The other day, I was putting together a simple shelf. You know the kind you get halfway through and suddenly realize the instructions are in some ancient language that even Google Translate can’t comprehend. Frustrated but determined, I gripped my screwdriver, aligned it with the screw, and twisted. That’s when it happened the screwdriver slipped, and instead of connecting with the screw, it connected with my finger. A sharp sting. 

A drop of blood. I flinched. Not because of the pain I’ve stubbed my toe on enough furniture to handle a jab. No, what got me was the sight of blood. My own blood. It startled me, made me squeamish. I rushed to the sink, rinsing my wound under cold water. As I watched the steady red stream spiral down the drain, an odd but profound thought struck me: we all bleed red.

Every single person. No matter your race, religion, gender, political beliefs, income, or education if you’re cut deep enough, you will bleed red. The president bleeds red. The man sleeping under the bridge bleeds red. The celebrity in the mansion and the cashier at the corner store. We all carry the same crimson signature of humanity within us.

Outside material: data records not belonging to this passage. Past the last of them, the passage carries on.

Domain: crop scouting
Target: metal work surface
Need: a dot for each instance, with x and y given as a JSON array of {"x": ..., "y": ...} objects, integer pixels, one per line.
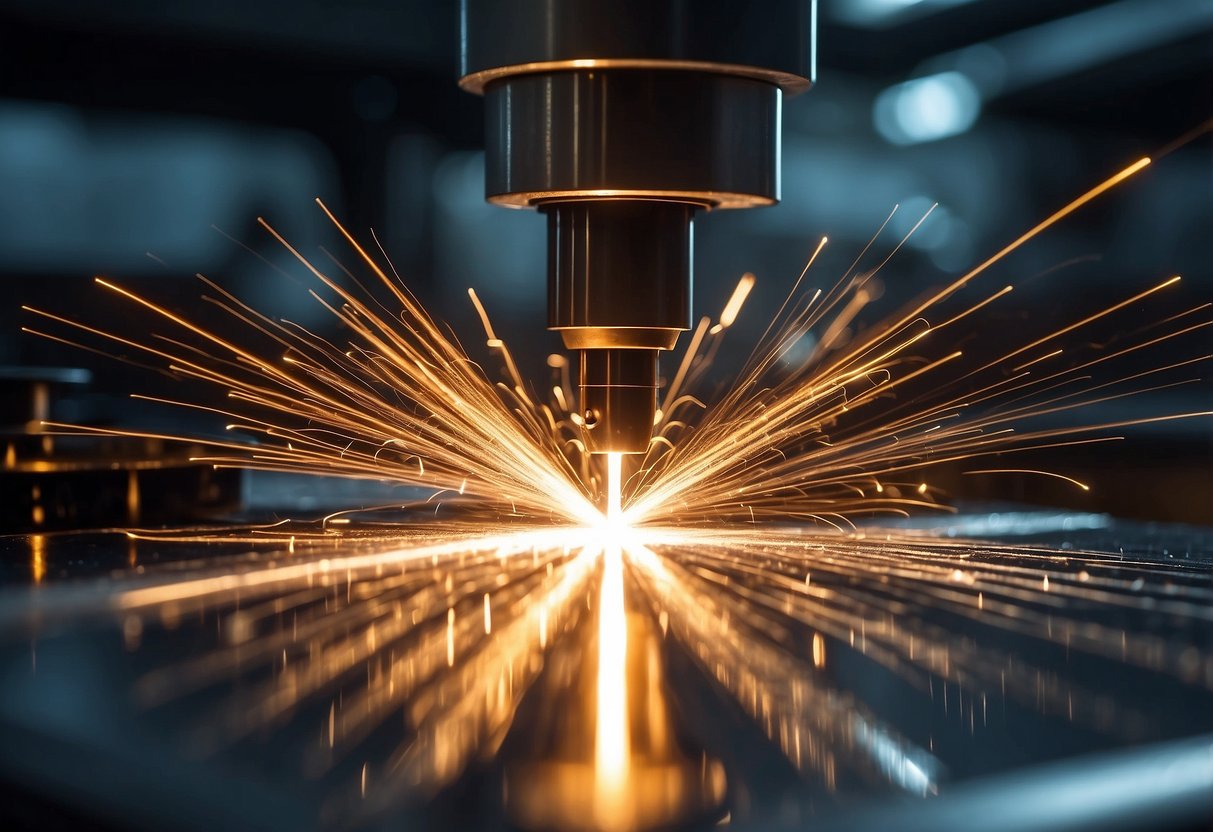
[{"x": 779, "y": 678}]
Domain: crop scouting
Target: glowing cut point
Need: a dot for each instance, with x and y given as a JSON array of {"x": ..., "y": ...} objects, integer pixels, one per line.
[{"x": 611, "y": 731}]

And isn’t that something to think about? In a world so quick to divide by skin color, by ideology, by zip code or last name this small, physical truth has the power to remind us of something much bigger: our shared humanity. The differences that seem so insurmountable suddenly feel a little smaller when we realize the most fundamental parts of us are the same.

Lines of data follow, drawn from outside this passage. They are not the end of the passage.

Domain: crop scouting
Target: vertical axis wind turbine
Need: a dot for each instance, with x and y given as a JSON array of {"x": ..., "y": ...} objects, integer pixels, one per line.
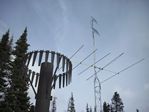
[{"x": 97, "y": 84}]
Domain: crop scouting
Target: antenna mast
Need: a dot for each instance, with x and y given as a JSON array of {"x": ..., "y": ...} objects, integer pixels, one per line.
[{"x": 97, "y": 84}]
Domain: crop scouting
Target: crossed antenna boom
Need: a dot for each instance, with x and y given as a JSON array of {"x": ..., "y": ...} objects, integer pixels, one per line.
[
  {"x": 85, "y": 59},
  {"x": 94, "y": 64},
  {"x": 106, "y": 65},
  {"x": 122, "y": 70}
]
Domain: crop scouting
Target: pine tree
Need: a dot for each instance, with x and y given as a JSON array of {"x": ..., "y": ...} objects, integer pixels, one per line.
[
  {"x": 17, "y": 97},
  {"x": 5, "y": 67},
  {"x": 117, "y": 104},
  {"x": 106, "y": 107},
  {"x": 71, "y": 105}
]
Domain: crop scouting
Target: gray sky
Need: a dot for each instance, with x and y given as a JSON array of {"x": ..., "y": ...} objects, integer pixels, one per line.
[{"x": 64, "y": 25}]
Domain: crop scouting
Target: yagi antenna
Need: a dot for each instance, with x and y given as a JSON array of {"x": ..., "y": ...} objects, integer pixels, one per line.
[
  {"x": 106, "y": 65},
  {"x": 76, "y": 51},
  {"x": 84, "y": 59},
  {"x": 122, "y": 70},
  {"x": 94, "y": 64}
]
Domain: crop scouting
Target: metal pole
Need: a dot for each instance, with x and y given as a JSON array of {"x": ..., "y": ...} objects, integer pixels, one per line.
[{"x": 44, "y": 88}]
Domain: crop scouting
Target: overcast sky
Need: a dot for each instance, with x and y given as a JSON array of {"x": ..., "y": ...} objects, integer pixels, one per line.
[{"x": 64, "y": 25}]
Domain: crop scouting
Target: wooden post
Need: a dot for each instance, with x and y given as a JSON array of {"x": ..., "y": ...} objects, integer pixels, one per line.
[{"x": 44, "y": 88}]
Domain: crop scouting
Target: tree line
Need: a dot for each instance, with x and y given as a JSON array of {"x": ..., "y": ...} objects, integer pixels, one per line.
[{"x": 13, "y": 83}]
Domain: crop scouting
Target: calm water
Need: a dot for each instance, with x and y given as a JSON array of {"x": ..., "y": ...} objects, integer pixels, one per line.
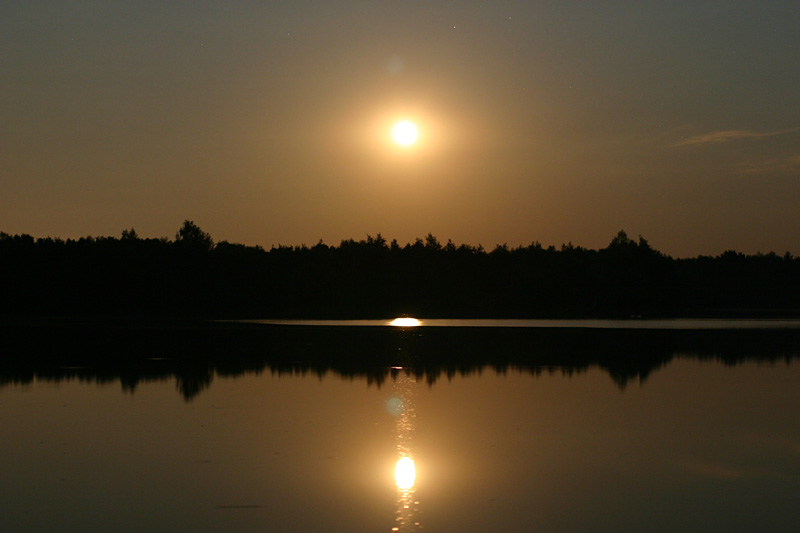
[{"x": 688, "y": 443}]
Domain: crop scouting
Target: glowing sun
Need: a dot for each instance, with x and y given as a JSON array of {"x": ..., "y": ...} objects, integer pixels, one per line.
[{"x": 405, "y": 133}]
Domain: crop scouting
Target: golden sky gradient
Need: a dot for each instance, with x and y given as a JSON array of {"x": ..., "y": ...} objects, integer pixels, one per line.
[{"x": 270, "y": 123}]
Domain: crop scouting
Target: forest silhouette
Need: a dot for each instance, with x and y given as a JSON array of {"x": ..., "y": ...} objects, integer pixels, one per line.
[{"x": 191, "y": 275}]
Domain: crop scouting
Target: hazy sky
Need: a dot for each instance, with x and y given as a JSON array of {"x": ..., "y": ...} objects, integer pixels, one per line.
[{"x": 268, "y": 122}]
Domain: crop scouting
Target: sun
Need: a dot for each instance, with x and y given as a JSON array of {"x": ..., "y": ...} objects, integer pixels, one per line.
[{"x": 405, "y": 133}]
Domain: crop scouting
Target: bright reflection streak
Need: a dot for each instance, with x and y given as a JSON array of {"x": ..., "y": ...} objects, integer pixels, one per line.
[
  {"x": 405, "y": 322},
  {"x": 405, "y": 473}
]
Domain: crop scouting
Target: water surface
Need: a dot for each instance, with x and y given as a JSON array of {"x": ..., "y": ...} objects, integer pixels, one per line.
[{"x": 668, "y": 431}]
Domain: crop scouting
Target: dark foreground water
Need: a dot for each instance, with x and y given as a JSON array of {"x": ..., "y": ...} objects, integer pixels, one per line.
[{"x": 242, "y": 427}]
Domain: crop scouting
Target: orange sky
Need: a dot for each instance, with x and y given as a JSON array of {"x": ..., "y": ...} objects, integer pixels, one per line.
[{"x": 554, "y": 122}]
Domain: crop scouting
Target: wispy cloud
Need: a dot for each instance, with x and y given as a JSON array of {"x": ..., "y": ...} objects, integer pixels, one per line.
[{"x": 731, "y": 135}]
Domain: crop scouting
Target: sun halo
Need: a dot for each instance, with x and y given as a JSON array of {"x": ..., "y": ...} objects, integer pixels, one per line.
[{"x": 405, "y": 133}]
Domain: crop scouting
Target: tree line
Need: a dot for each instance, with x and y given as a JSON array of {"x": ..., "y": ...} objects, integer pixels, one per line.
[{"x": 373, "y": 278}]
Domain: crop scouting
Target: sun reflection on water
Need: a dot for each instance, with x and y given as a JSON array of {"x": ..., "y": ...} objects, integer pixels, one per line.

Maybe this truth could serve as a bridge. If we could hold on to this idea that beneath our labels and lifestyles, we are stitched together by the same biology, the same fragility we might look at one another with more grace. More kindness. More equality. We might actually start living out that timeless command from scripture: “Treat others the way you would want to be treated.” with dignity, compassion, and fairness.

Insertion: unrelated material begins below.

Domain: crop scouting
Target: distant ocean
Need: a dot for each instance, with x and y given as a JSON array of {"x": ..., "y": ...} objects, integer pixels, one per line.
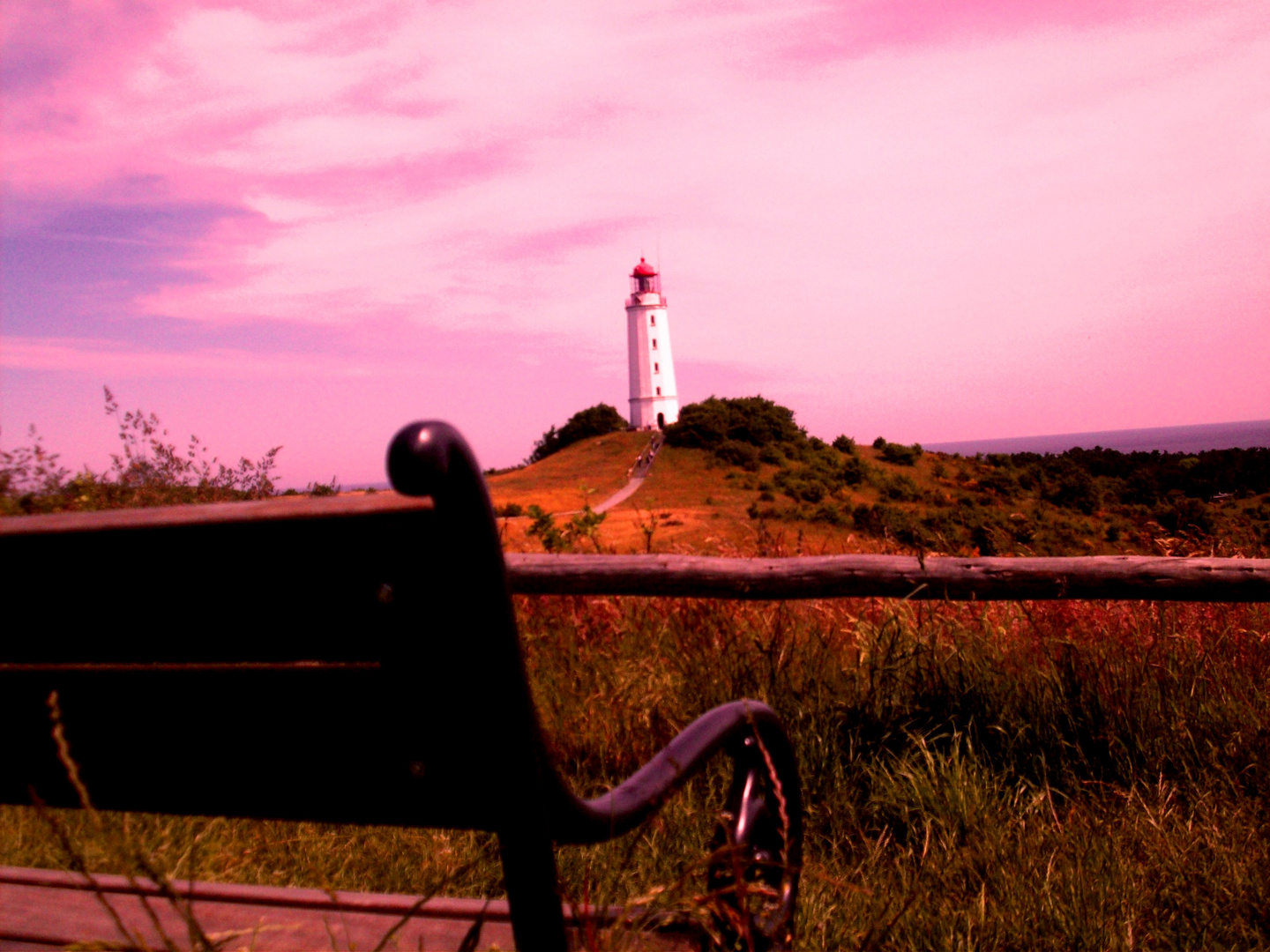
[{"x": 1166, "y": 439}]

We all bleed red. That truth doesn’t just connect us it obligates us. It challenges us to stop seeing people as “them” and start seeing them as “us.” Because when you strip away the layers, we’re not all that different.

So maybe next time I see someone who doesn’t look like me, think like me, or live like me, I’ll remember the pain in my finger and the red that came from it. And I’ll remember that we share more than we think. We share the wound. We share the blood. We share the responsibility to care for our fellow man.